Supply Insulin Syringes. Insulin
syringes should be readily available in all patient care units, and
steps should be taken to separate insulin syringes from other parenteral
syringes so they cannot be inadvertently mixed-up.
Dispense from Pharmacy. To preserve
an independent double-check, wherever possible, pharmacy should prepare,
label, and dispense insulin doses to treat hyperkalemia. Some
organizations dilute the IV insulin dose and dispense it in a minibag.
Hyperkalemia is a medical emergency, yet the administration of insulin,
in most circumstances, can wait until a pharmacy prepares a stat dose.

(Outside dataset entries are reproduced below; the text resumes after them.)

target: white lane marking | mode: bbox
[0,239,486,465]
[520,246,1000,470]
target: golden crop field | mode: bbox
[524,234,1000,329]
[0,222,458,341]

In general, pharmacy should also prepare all insulin infusions using a
standard concentration (e.g., 1 unit/mL). Proportional orders such as
"1:1 ratio" should not be accepted, as they can be misinterpreted as 1
mL of drug per 1 mL of IV solution. If the pharmacy does not provide
24-hour services, consider stocking a night cabinet with a
pharmacy-mixed insulin infusion and diluted insulin in a syringe (for
hyperkalemia treatment) that are discarded and replaced when necessary
(e.g., every 24–48 hours). There are also 3 mL vials of regular insulin
available, which can be provided to lessen the risk exposure. Insulin
(or any other additive) should never be added to IV solutions that are
already hanging or infusing. Pharmacy should dispense a newly mixed
infusion if new additives (e.g., insulin) are required after hanging an
IV infusion.
Provide Reminders. In organizations
that do not dispense patient-specific insulin doses from the pharmacy, a
warning should appear on automated dispensing cabinet (ADC) screens and
electronic/computer-generated medication administration records that
states the insulin needs to be prepared using an insulin syringe.
Conduct an Independent Double-check.
Require an independent double-check of all doses before dispensing and
administering IV insulin. Include a double-check of the blood glucose
result if the dose of insulin being administered is based on that
result. Build the double-check into daily work processes so it can be
accomplished without disruption. "Smart" infusion pumps with programmed
dose limits can serve as an additional check when administering insulin
infusions. Verification of pump settings should also be included in the
checking process. Consider use of an insulin kit. Two of the foreign
institutions where errors occurred have developed 'insulin kits' for use
when implementing a hyperkalemia protocol. This kit includes
instructions that warn the user to administer insulin using an insulin
syringe.
Each kit contains an insulin vial, insulin syringes, alcohol
swabs, and a photograph that clearly indicates how to measure various
volumes and doses of insulin. Although we have not previously
recommended such kits, they may make sense in some environments without
24-hour pharmacy services because the kits include all the necessary
items, including the insulin, insulin syringes, and 50% dextrose
injection. However, in light of the above-cited medication errors,
supply only 3 mL vials of regular insulin in these kits instead of 10 mL
vials to limit risk exposure.
Monitor Patients. Gauge the patient's
response to insulin by obtaining blood glucose levels. For hospitalized
patients, the nurse who administers the insulin should perform the
glucose testing whenever possible to avoid potential communication
failures. Pay special attention to patients at risk for hypokalemia and
hypoglycemia (e.g., people who are fasting, have autonomic neuropathy,
or are taking potassium-lowering drugs). Patients with renal or hepatic
impairment may require reduction in total daily doses of all insulin.